Essa é a visão do CEO do Google, Sundar Pichai, sobre o surgimento da inteligência artificial (IA), que não apenas destaca sua profundidade e seu potencial, mas também posiciona a IA como um marco na história do desenvolvimento tecnológico e humano. 

Nesse contexto, a inteligência artificial generativa (GenAI) e, dentro dela, os modelos de linguagem de grande escala (large language models, LLM) surgem como as manifestações mais significativas dessa transformação. 

É importante ressaltar que esse progresso é uma consequência lógica do processo de transformação digital, impulsionado pelos avanços no armazenamento de dados, processamento, disponibilidade de dados e novas técnicas de modelagem, sem os quais esse marco não teria sido possível. 

A GenAI refere-se a sistemas de inteligência artificial capazes de gerar conteúdo novo e original, seja texto, imagens, vídeo, voz, música, modelos em 3D ou código de programação. Esses sistemas aprendem com grandes quantidades de dados existentes e são capazes de produzir resultados que, em muitos casos, são indistinguíveis daqueles criados por humanos. Essa capacidade de gerar conteúdo abre novas possibilidades em todas as áreas de todos os setores, com impactos relevantes e ainda difíceis de prever.  

Em particular, a GenAI está encontrando aplicações potencialmente revolucionárias em áreas como a educação, onde pode personalizar e aprimorar o aprendizado; na área da saúde, pode facilitar diagnósticos mais precisos e o desenvolvimento de tratamentos individualizados; na área financeira, pode aprimorar a análise de riscos e a detecção de fraudes; no comércio, pode otimizar a cadeia de suprimentos e a experiência do cliente; na arte, pode abrir novas possibilidades criativas; e, na área jurídica, pode acelerar a revisão de contratos e a previsão de resultados judiciais, para citar apenas alguns exemplos. 

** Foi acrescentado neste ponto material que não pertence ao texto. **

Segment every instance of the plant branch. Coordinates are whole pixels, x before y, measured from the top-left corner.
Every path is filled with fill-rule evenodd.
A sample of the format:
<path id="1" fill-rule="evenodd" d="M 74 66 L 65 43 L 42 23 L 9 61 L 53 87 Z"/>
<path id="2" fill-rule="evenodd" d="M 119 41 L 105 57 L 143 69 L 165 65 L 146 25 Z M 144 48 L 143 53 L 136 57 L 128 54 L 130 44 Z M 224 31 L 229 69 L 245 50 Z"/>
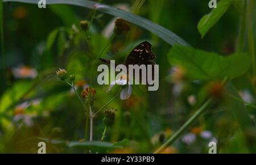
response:
<path id="1" fill-rule="evenodd" d="M 101 141 L 103 141 L 106 137 L 106 133 L 108 129 L 108 126 L 105 126 L 104 128 L 104 131 L 103 132 L 102 136 L 101 136 Z"/>
<path id="2" fill-rule="evenodd" d="M 98 111 L 97 111 L 93 116 L 94 117 L 100 111 L 101 111 L 102 109 L 105 108 L 108 105 L 109 105 L 111 102 L 112 102 L 113 100 L 114 100 L 118 95 L 120 94 L 121 92 L 122 91 L 122 89 L 121 89 L 114 96 L 113 98 L 110 100 L 109 100 L 108 103 L 106 103 L 104 105 L 103 105 L 101 108 L 100 108 Z"/>

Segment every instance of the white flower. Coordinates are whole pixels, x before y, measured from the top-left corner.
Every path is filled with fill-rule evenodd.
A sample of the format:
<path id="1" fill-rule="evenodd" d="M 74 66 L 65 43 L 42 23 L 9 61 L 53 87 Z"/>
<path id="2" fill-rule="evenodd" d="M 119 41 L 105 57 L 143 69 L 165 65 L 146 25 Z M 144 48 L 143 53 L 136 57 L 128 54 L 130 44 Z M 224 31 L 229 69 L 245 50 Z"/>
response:
<path id="1" fill-rule="evenodd" d="M 182 141 L 187 145 L 191 145 L 196 139 L 196 134 L 193 133 L 188 133 L 186 134 L 181 139 Z"/>
<path id="2" fill-rule="evenodd" d="M 119 86 L 126 86 L 120 93 L 120 99 L 121 100 L 128 99 L 131 94 L 131 84 L 127 82 L 127 76 L 122 75 L 118 79 L 111 82 L 109 85 L 109 90 L 110 90 L 115 84 Z"/>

 Dentro da GenAI, os LLMs (como o OpenAI ChatGPT, Anthropic Claude, Google Gemini, Meta Llama, Mistral ou SenseTime SenseNova) representam um avanço revolucionário no processamento de linguagem natural. Esses modelos são capazes de analisar e gerar textos com um nível de coerência, relevância e fluência até então inatingível por outros algoritmos. Suas aplicações vão desde a assistência à redação e à geração de ideias até a tradução automática, a geração de relatórios abrangentes citando artigos e regulamentações relevantes ou a criação de interfaces de conversação mais naturais e eficazes ("chatbots").

A GenAI, incluindo os LLMs, está influenciando nossa interação com a tecnologia e a informação, ajudando a transformar a criação de conteúdo, a tomada de decisões baseada em dados e a maneira como interagimos com as máquinas, embora ainda estejam em seus estágios iniciais6 e seu impacto total ainda não tenha sido determinado. Nesse sentido, ela já está sendo usada na criação de assistentes virtuais avançados, em interfaces de  voz e gestos para controlar dispositivos domésticos, em interfaces de tradução instantânea e na integração com tecnologias de realidade aumentada e realidade virtual.

Em nível empresarial, a maioria das grandes corporações já está desenvolvendo sistemas baseados em LLM para a industrialização de processos, incluindo atendimento ao cliente, análise de dados, relatórios e automação de tarefas repetitivas. De acordo com um estudo da Microsoft, a integração do LLM como copiloto em ferramentas de automação de escritório está gerando uma economia de tempo entre 27% e 74%, sem comprometer a qualidade. No caso das PMEs, o grau de implementação ainda é limitado, o que aumenta ainda mais o risco de uma lacuna tecnológica para esse segmento.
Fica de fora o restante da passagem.